Praxisanleitung: Sauerstoff anbieten
Unter normalen Bedingungen reicht der Anteil an Sauerstoff in der Raumluft (21 %) aus, um alle physiologischen Vorgänge aufrechtzuerhalten. Durch das Anbieten von zusätzlichem Sauerstoff wird die Sauerstoffversorgung des Patienten verbessert, indem der Sauerstoffanteil der Einatemluft erhöht wird.
Abbildung: Piktogramm Sauerstoff anbieten
Indikation
Atemstörungen
Material
Sauerstoffflasche
Druckminderer
Sauerstoffapplikationshilfe
Pulsoximeter
gegebenenfalls Verlängerungsschlauch
gegebenenfalls Fingertip oder anderen geeigneten Adapter zur Verbindung von Sauerstoffapplikationshilfe und Verlängerungsschlauch
Durchführung
Die folgenden Durchführungsvorschläge beschreiben die Technik mit unterschiedlichen Sauerstoffapplikationshilfen:
Tracheostoma
Anmerkungen
Das Anbieten von Sauerstoff setzt eine ausreichende Eigenatmung des Patienten voraus. Atemfrequenz und Atemtiefe müssen daher sorgfältig beobachtet werden.
Bei der Sauerstoffgabe ist darauf zu achten, das der Patient eine atemerleichternde Lagerung einnimmt: halbsitzend, Oberkörper aufrichten, beengende Kleidung (zum Beispiel Krawatte) öffnen.
Eine Gefährtung durch Rückatmung von angesammelten ausgeatmetem CO2 im Raum unter der Maske, oft auch als Totraum bezeichnet, konnte nicht nachgewiesen werden. [1]
Ein Verlängerungsschlauch kann beispielsweise mit einem geschlossenen Fingertip eingefügt werden und bietet bei tragbaren Sauerstoffflaschen mehr Bewegungsfreiheit.
Reinigung des Sauerstoffsystems nur mit sauberem trockenen oder mit sauberem Wasser befeuchteten Tuch.
Immer einen Restdruck (mindestens 10 bar) in der Flasche lassen.
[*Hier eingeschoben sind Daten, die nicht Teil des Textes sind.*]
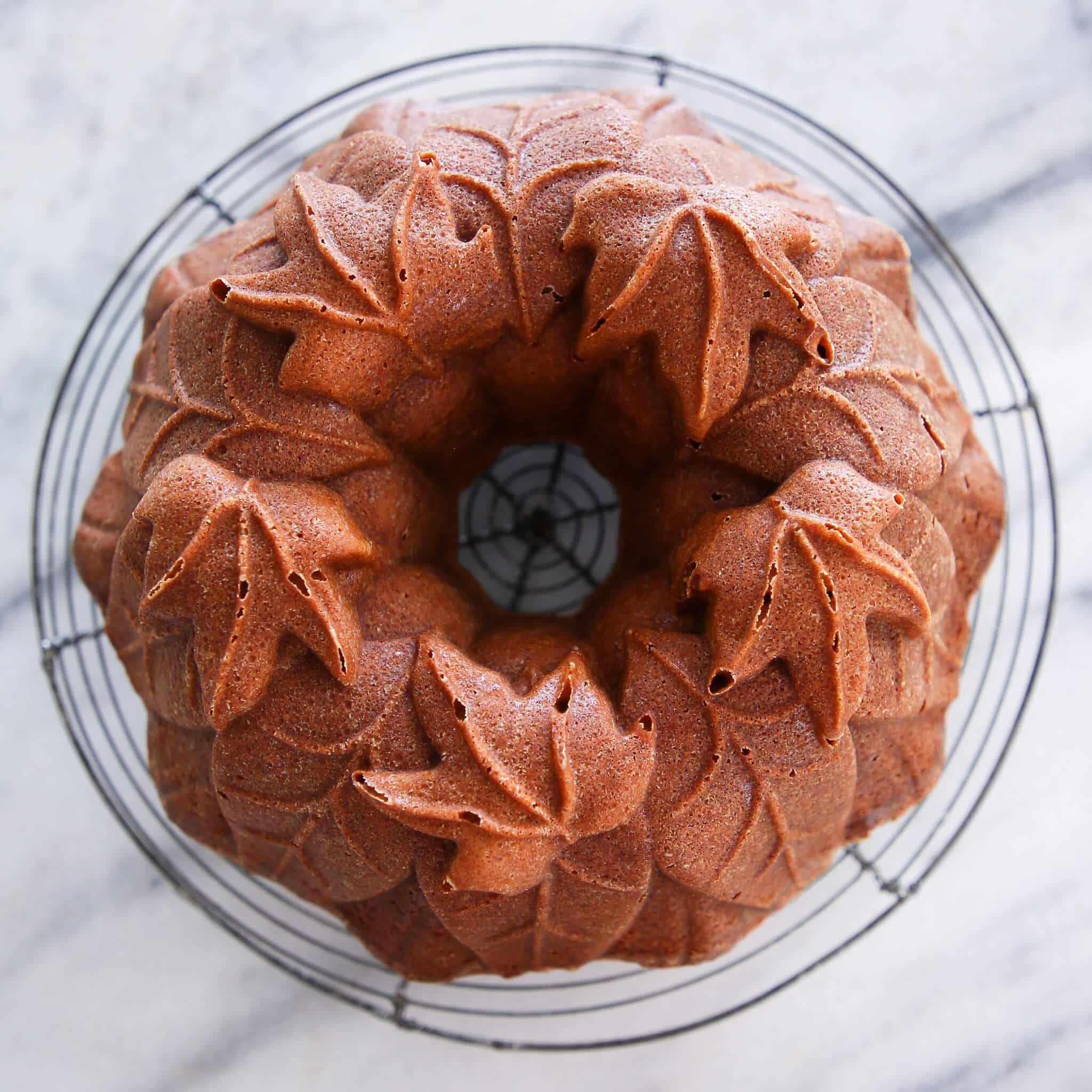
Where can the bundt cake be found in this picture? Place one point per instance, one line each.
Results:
(332, 700)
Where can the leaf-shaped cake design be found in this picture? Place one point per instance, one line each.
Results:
(747, 801)
(226, 403)
(677, 926)
(248, 563)
(520, 777)
(795, 578)
(518, 168)
(284, 780)
(882, 402)
(584, 902)
(374, 291)
(699, 268)
(333, 701)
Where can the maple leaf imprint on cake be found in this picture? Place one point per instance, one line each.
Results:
(284, 779)
(747, 800)
(520, 777)
(700, 269)
(583, 903)
(519, 167)
(374, 292)
(226, 403)
(248, 563)
(678, 925)
(881, 402)
(795, 578)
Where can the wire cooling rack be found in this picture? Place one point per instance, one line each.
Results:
(554, 518)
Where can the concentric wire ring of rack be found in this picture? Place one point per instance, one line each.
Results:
(603, 1004)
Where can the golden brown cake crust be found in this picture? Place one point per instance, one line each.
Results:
(334, 703)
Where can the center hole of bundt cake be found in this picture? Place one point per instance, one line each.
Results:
(539, 530)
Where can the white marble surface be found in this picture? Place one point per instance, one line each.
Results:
(983, 110)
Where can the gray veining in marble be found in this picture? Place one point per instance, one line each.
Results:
(982, 110)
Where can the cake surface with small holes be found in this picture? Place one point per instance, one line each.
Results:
(335, 703)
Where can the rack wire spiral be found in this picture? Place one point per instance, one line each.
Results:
(603, 1004)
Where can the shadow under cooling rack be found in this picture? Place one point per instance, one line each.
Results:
(603, 1004)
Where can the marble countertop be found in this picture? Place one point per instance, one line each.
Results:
(982, 110)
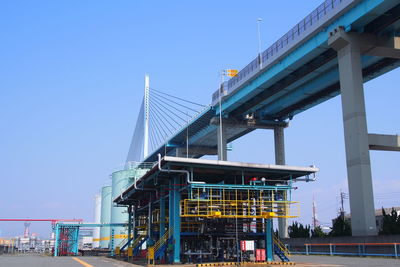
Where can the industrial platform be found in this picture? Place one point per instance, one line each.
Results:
(35, 260)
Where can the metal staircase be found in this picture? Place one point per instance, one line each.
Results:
(280, 250)
(158, 250)
(138, 242)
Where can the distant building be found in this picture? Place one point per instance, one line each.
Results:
(378, 216)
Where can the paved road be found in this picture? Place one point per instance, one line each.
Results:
(337, 261)
(34, 260)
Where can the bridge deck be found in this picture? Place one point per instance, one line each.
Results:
(296, 73)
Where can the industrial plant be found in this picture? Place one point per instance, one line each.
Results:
(180, 199)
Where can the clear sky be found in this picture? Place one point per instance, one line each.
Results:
(71, 82)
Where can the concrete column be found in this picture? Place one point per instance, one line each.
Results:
(279, 139)
(171, 214)
(356, 136)
(176, 221)
(269, 243)
(162, 213)
(221, 135)
(129, 225)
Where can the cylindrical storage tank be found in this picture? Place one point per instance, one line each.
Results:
(97, 219)
(105, 217)
(120, 181)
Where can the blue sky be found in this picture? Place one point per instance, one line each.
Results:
(72, 81)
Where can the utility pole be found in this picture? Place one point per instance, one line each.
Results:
(315, 219)
(259, 40)
(342, 196)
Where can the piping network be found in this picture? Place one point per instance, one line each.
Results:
(167, 114)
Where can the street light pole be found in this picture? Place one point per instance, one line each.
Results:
(259, 40)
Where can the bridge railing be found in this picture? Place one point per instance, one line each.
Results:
(347, 249)
(287, 41)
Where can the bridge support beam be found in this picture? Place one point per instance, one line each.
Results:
(384, 142)
(279, 140)
(221, 135)
(355, 133)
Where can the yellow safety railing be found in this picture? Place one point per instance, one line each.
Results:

Bei Bedarf ist die Sauerstoffflasche zu tauschen.
Mit einfachen Formeln kann der Sauerstoffflascheninhalt und Sauerstoffvorrat berechnet werden.
Alle Sauerstoffapplikationshilfen sind Einmalartikel und sind nach dem Gebrauch am Patienten fachgerecht zu entsorgen.
Sauerstoffabgabemenge (Flussrate)
Die Sauerstoffgabe erfolgt nach Messung des Blutsauerstoffgehalt anhand folgender Zielbereiche: [2]
Patienten ohne Hyperkapnierisiko
Notfallpatienten ohne Risiko für hyperkapnisches Atemversagen sollen einen Blutsauerstoffgehalt von 94 % – 98 % erreichen.
Bleibt der Patient bei einer Flussrate unter 4 l/min Sauerstoff unter 94 %, besteht eine Notarztindikation.
Patienten mit Hyperkapnierisiko
Bei Patienten mit Hyperkapnierisiko (zum Beispiel COPD - chronic obstructive pulmonary disease, Asthma) kann es durch zu hohe Sauerstoffgabe zu relevanter Hypoventilation kommen. Daher liegt hier der Zielbereich für den Blutsauerstoffgehalt bei 88 % – 92 %.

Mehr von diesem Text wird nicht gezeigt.